Malinowski dropped her backpack and fished out a brown paper bag that she dated and marked. Then she snapped it open. With a gloved hand, she gently picked up the feces.

"Great," she said. "Now you can see what a treasure it is to find these things. It's such a thrill!"

Bringing it to her nose, she gave it a sniff as if savoring the bouquet of a fine cigar. This one, she declared, was not as good as the others. It smelled decidedly fishy, like smoked salmon. That was odd since lynx aren't known to eat fish.

Regardless, Malinowski was pleased and bagged her find. She consulted her compass. The lynx was headed south. She didn't need to follow it any farther. She turned and hiked a straight route back to the road where Welch and Pennesi waited. They had several bags of lynx scat now among them, a decent day's haul.

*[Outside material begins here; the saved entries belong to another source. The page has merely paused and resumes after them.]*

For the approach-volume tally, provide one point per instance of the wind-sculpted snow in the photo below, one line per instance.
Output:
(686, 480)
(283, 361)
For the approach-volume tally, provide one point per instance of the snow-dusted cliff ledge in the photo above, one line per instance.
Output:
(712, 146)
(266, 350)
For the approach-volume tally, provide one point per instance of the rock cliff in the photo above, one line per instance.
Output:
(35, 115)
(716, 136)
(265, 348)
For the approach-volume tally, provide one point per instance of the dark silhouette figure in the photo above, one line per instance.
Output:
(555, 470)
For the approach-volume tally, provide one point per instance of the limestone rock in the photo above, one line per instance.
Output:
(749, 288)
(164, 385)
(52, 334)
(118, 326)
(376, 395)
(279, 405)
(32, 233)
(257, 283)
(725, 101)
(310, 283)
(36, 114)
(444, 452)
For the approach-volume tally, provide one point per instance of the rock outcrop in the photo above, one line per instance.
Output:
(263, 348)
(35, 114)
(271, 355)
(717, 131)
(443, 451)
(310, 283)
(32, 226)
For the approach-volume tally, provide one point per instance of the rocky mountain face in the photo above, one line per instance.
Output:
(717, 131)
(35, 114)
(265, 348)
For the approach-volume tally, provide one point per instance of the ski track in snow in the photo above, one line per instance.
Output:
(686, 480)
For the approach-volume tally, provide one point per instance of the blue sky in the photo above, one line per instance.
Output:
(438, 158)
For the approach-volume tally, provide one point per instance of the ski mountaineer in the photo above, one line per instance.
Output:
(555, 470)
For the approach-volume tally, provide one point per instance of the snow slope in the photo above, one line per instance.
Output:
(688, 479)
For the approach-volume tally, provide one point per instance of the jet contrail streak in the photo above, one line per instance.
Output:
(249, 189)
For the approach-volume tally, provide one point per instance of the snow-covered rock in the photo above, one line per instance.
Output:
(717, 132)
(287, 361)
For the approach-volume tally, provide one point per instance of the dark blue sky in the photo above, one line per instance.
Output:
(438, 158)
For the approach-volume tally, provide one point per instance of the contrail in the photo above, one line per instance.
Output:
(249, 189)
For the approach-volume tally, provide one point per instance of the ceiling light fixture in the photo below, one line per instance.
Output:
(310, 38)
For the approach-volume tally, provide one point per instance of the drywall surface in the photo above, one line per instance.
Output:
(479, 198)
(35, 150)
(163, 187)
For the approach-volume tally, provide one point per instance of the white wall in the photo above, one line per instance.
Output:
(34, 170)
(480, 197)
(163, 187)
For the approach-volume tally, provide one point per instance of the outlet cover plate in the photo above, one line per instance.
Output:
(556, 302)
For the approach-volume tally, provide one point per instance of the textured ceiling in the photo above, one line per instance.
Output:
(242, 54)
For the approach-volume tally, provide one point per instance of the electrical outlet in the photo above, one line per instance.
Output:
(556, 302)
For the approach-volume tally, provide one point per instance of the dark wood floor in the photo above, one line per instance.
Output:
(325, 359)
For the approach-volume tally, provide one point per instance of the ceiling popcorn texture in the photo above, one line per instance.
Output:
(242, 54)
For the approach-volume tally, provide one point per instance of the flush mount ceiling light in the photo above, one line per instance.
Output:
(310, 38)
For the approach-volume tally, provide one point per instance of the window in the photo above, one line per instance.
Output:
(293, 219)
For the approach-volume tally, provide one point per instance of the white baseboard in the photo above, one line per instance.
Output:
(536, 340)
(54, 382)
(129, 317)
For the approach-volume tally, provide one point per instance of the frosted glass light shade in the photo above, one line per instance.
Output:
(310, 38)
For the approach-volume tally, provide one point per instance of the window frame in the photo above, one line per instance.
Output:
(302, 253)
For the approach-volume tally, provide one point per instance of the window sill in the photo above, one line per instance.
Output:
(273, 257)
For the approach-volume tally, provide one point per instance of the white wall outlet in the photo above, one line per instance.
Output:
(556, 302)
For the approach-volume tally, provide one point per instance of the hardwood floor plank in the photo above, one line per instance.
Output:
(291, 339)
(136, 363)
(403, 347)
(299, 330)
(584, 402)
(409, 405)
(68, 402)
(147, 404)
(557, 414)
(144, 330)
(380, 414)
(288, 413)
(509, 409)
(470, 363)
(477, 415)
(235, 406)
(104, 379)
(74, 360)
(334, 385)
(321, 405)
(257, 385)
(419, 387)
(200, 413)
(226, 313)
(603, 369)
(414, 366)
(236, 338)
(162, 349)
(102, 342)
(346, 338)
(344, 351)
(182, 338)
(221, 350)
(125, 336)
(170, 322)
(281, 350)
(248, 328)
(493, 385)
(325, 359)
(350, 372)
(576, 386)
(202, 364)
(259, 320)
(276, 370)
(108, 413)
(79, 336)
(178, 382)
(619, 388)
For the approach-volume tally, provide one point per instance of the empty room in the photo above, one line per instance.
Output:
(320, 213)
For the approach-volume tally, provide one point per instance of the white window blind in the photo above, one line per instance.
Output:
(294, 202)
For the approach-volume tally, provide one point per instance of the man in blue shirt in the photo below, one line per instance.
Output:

They parted ways. Malinowski brought her day's catch to her Ely home. It joined two other bags of poop in a spare room, stapled so that Snickers couldn't knock them around. She'll ship the samples to Ryan's office, where they'll play their small part in saving a species.

The season was young. There would be plenty of lynxing ahead in the long winter, before the snow melts and the secretive cats and their offerings become impossible to track again.

Until then, dedicated protectors of this creature will fan out across the forest, hunting their prey with lunch bags.